Antonio’nun dönüşümünde en önemli dönüm noktası, arkadaşı Cico’dan dinlediği Altın Balık (Golden Carp) mitidir. Bir tanrının günahkar insanları kurtarmak için balığa dönüşme anlatısı, Antonio’nun ruhani sorgulamasını derinleştirir. Merhametli Altın Balık ile cezalandırıcı Hristiyan Tanrısı arasındaki fark, onu inançsal bir bunalıma iter. Hristiyanlığa bağlı kaldıkça suçluluk duygusu artar. Öte yandan babası Marez ailesiyle göçebe ve özgür bir yaşamı, annesi ise Luna ailesiyle yerleşik ve dindar bir hayatı temsil eder. Bu iki zıt kutup arasında sıkışan Antonio, sonunda ne sadece din ne sadece doğa; ne yalnızca Luna ne sadece Marez diyerek Ultima’nın rehberliğiyle kendi yolunu çizer.
Mango Sokağı’ndaki Ev: Bir Evin Olmadan Büyümek

”İçinde yaşadığımız dünya yangın çıkmış bir evden farksız ve içinde sevdiğimiz insanlar yanıyor.”
Bahsettiğimiz Chicano ifadesi, İspanyolca’da sonu ”o” harfiyle biten kelimleler gibi erkeği temsilen kullanılır. Chicana edebiyatı dendiğinde ise sahne kadınlara ayrılır; hem kadın hem Meksika-Amerikalı olmanın yarattığı çifte yük (double burden) bu edebiyatın merkezine yerleşir.
Mango Sokağı’ndaki Ev, yine bir çocuk bakış açısından, bizlere arada kalma duygusunu azınlık sorunlarını, kadınların toplumdaki yerini ve aidiyet temalarını aktaran bir romandır. Karakterimiz Esperanza, hayatını Chicago’da küçük bir barioda, Latin-Amerikalıların birlikte yaşadığı kenar mahallede geçirir. Bu bario, sanki dışarıdaki dünya ile iletişimini koparmış ve tellerle örülmüş gibidir. Dış dünya keşfedilmeyi beklerken Esperanza, Mango Sokağı’nda eski bir evde, ailesi ile birlikte yoksulluk içinde yaşamını sürdürmeye çalışır. Mango Sokağı, sosyoekonomik olarak da zorlu bir çevredir. Mahalle; fakirlikle zenginliğin, dışlanmışlıkla fırsatların arasındaki eşiği temsil eder. Esperanza bu sınırları aşmak, başka bir hayata ulaşmak ister.

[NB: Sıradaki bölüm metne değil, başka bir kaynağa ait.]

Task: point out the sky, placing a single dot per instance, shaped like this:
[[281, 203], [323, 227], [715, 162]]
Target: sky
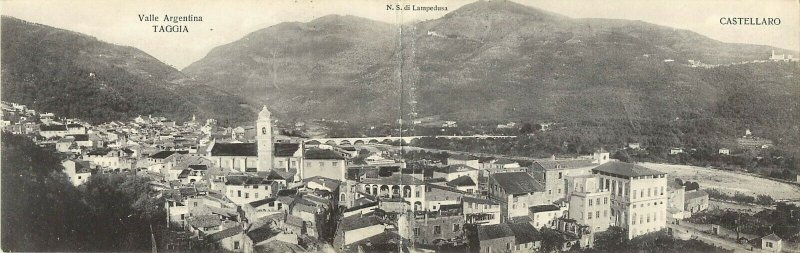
[[117, 21]]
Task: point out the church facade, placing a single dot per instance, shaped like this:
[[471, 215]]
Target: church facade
[[262, 156]]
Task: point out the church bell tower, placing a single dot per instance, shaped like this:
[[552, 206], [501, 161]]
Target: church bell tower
[[264, 139]]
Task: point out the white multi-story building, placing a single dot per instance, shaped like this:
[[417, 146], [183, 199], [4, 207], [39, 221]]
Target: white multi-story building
[[589, 204], [638, 196]]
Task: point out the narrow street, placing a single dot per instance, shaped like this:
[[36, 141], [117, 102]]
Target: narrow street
[[686, 232]]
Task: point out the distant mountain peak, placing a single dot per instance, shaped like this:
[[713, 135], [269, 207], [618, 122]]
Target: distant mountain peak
[[485, 8]]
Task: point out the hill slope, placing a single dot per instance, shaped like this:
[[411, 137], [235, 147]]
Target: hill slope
[[75, 75], [490, 60]]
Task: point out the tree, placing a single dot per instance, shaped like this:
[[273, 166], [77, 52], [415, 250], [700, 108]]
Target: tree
[[615, 239], [526, 128], [551, 240], [764, 200], [690, 186], [622, 155]]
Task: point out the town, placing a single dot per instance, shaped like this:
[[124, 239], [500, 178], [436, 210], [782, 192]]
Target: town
[[250, 189]]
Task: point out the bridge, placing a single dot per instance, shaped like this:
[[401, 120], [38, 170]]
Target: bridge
[[407, 139]]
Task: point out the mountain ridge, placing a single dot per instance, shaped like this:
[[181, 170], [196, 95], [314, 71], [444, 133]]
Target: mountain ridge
[[483, 61], [76, 75]]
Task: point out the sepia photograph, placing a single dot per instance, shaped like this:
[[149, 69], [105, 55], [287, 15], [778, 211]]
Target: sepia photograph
[[478, 126]]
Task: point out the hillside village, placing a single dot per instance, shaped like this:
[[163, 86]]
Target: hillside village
[[247, 189]]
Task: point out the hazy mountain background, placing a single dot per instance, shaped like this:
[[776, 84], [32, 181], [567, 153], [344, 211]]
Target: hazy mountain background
[[499, 61], [76, 75], [484, 61]]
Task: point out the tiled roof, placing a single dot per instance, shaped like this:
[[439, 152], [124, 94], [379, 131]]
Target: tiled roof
[[455, 168], [198, 167], [562, 164], [543, 208], [322, 154], [356, 221], [245, 180], [278, 174], [327, 182], [261, 202], [626, 169], [162, 154], [771, 237], [204, 221], [463, 157], [524, 232], [233, 231], [285, 149], [695, 194], [504, 161], [80, 137], [517, 182], [488, 232], [261, 233], [462, 181], [52, 128], [234, 149], [478, 200], [394, 179]]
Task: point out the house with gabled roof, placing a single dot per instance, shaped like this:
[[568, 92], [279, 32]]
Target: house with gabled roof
[[516, 191]]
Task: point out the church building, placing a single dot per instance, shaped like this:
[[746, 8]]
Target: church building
[[263, 156]]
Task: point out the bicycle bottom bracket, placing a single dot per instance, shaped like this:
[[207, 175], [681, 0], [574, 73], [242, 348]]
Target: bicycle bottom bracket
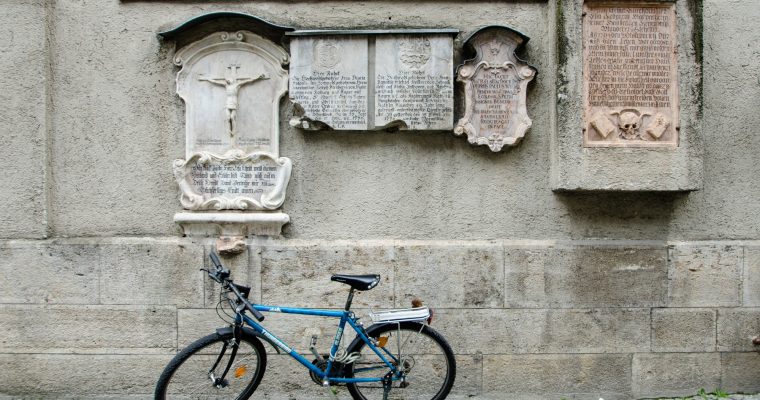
[[322, 365]]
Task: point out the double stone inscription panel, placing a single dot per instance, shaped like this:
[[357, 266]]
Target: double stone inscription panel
[[360, 80]]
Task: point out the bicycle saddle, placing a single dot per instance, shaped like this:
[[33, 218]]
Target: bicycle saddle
[[358, 282]]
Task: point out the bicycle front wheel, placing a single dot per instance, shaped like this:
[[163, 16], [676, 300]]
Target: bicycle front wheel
[[421, 352], [194, 372]]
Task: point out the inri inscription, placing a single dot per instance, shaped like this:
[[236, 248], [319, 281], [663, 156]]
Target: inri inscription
[[630, 74]]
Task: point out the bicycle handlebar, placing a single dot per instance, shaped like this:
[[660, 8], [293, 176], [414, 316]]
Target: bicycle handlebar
[[222, 275]]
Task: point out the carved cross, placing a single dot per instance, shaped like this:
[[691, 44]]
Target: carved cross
[[232, 84]]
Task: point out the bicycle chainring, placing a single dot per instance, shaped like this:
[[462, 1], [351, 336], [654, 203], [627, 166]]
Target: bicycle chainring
[[337, 369]]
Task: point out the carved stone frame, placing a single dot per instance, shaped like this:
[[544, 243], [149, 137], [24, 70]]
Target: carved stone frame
[[578, 168]]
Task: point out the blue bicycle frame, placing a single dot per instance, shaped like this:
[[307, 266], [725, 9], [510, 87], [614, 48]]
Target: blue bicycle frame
[[345, 316]]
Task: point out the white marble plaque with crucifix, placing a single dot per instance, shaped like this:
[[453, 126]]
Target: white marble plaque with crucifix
[[232, 83]]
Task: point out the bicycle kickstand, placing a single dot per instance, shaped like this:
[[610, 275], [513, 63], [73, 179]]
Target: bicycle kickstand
[[387, 383], [333, 393]]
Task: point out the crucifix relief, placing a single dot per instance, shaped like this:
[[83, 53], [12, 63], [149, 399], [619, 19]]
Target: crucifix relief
[[232, 85]]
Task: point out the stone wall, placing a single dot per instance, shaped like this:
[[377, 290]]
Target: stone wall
[[576, 295]]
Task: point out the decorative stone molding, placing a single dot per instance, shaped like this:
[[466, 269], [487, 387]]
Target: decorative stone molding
[[495, 88]]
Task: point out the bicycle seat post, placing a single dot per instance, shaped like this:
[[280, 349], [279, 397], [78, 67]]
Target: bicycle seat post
[[350, 299]]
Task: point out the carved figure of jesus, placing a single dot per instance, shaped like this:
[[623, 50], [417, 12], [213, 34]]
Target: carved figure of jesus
[[232, 85]]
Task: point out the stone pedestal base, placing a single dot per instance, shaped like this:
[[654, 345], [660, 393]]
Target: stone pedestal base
[[231, 227]]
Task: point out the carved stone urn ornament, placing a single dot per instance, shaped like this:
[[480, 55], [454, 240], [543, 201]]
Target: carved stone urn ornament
[[495, 85], [232, 180]]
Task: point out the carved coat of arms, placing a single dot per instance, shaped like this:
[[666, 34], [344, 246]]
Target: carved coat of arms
[[495, 85]]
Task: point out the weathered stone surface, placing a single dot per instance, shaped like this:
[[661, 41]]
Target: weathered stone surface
[[33, 328], [705, 276], [683, 330], [751, 282], [739, 373], [557, 375], [544, 331], [585, 276], [47, 272], [152, 273], [450, 276], [656, 375], [737, 328], [96, 376], [300, 275], [244, 270], [24, 77]]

Esperanza, sadece kadın olmanın acımasızlığını yaşamakla kalmaz, aynı zamanda beyaz Amerikan olmayışının neden olduğu ötekileştirilmeyi ve iki kültür arasında kalmışlığı da deneyimlemek zorunda bırakılır. Bu durum, Esperanza’yı kendi kimliğini yaratma çabasına iter. Esperanza’nın ”gerçek bir ev” istemesi, kimliğini tanımlama arzusudur. Gerçek ev; Amerikan rüyası, istikrar ve bağımsızlık anlamına gelir. Gerçek kelimesinin altı sürekli çizilir çünkü ev arayışı bir yer arayışından çok bir kimlik arayışıdır. Bir babaya, kocaya veya erkek figürüne bağımlı olmadan sadece kendisinin olabileceği bir ev dilemek, onun hayal ettiği hayatı ve benliği istemekle aynıdır. Tabii Esperanza, özgürlüğe erişebilmek için bilginin gücüne ulaşması gerektiğinin farkındadır. Ama bilgi bu mahallede değil, dış dünyada saklıdır. Yine de bu bilgi isteğinden vazgeçmez.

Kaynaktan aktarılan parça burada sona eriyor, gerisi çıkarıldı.